I'm not altogether better, but my dear husband needed to get back to work. We negotiated Buck dropping the healthy perky Peace off and picking him up after his one co-op school day, while the rest of us stayed home with our various levels of contagiousness. I hear and join into a rousing chorus of coughs from time to time with Tater and Pooh Bear. Wise One is remarkably healthy, so he's a jolly young soul.
The last two days, as Tater felt well enough to rattle out of bed, tiny pre-revolution sparks started flying among he and his brothers. He even slammed a door in anger with me. Yikes! I worried immediately our hard work over the past few months might have somehow vanished.
I'd woken up this morning with the idea that I'd ease into homeschool slowly, because we'd taken off four days last week. However, God changed my mind. I decided maybe Tater was reacting to a week without positive focused attention that he couldn't take in as a sick boy, and I couldn't give as a sick mom. In my morning quiet, it occured to me that if I began by filling my children up with fun time with me, then perhaps those sparks from yesterday could be extinguished more quickly. I think I was onto something, because after I read and talked alone with Tater he started glowing into his better self. He started offering kind things right after like, "Mom, would you like
me to make
you lunch?" and "Would you like part of the candy bar I won?" I still can't believe the transforming power of just a little love.

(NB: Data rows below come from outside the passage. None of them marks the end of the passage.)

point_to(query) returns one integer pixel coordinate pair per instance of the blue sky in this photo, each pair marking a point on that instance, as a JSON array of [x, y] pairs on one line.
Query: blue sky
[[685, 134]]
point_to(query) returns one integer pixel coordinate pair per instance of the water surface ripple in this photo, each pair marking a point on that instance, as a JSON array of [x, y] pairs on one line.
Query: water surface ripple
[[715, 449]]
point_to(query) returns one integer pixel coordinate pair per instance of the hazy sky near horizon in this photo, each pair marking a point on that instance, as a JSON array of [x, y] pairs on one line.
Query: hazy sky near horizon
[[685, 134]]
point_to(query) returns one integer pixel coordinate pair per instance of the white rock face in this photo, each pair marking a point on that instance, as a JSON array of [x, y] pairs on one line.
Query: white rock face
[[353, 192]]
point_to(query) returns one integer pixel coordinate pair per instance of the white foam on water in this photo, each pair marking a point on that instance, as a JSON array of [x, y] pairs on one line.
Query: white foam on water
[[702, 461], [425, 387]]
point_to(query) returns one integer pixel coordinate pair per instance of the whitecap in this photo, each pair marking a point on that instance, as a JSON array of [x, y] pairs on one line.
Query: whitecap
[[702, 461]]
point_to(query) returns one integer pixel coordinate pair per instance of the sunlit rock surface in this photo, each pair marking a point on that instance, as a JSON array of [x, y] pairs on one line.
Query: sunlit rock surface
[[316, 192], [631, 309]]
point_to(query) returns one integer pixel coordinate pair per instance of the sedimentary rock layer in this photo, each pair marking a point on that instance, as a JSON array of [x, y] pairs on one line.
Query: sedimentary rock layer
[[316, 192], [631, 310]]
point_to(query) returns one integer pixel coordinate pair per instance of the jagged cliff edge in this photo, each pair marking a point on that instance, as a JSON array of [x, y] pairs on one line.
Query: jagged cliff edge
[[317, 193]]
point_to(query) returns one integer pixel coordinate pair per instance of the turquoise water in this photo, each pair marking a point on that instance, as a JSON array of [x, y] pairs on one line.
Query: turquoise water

I'll end with a touching passage I read with Tater today from one of my all time favorite books
The Education of Little Tree. Little Tree is a small boy who lived with his Cherokee grandparents in the mountains after the death of his mother and father. One of the family hounds named ol Ringer died, and these are Little Tree's thoughts after they buried the dog together as a family.
I felt total bad about it, and empty. Granpa said he knew how I felt, for he was feeling the same way. But Granpa said everything you lost which you had loved give you that feeling. He said the only way round it was not to love anything, which was worse because you would feel empty all the time. Granpa said supposin' ol' Ringer had not been faithful; then we would not be proud of him. That would be a worse feeling. Which is right. Granpa said when I got old, I would remember ol' Ringer, and I would like it- to remember. He said it was a funny thing, but when you got old and remembered them you loved, you only remembered the good, never the bad, which proved the bad didn't count nohow.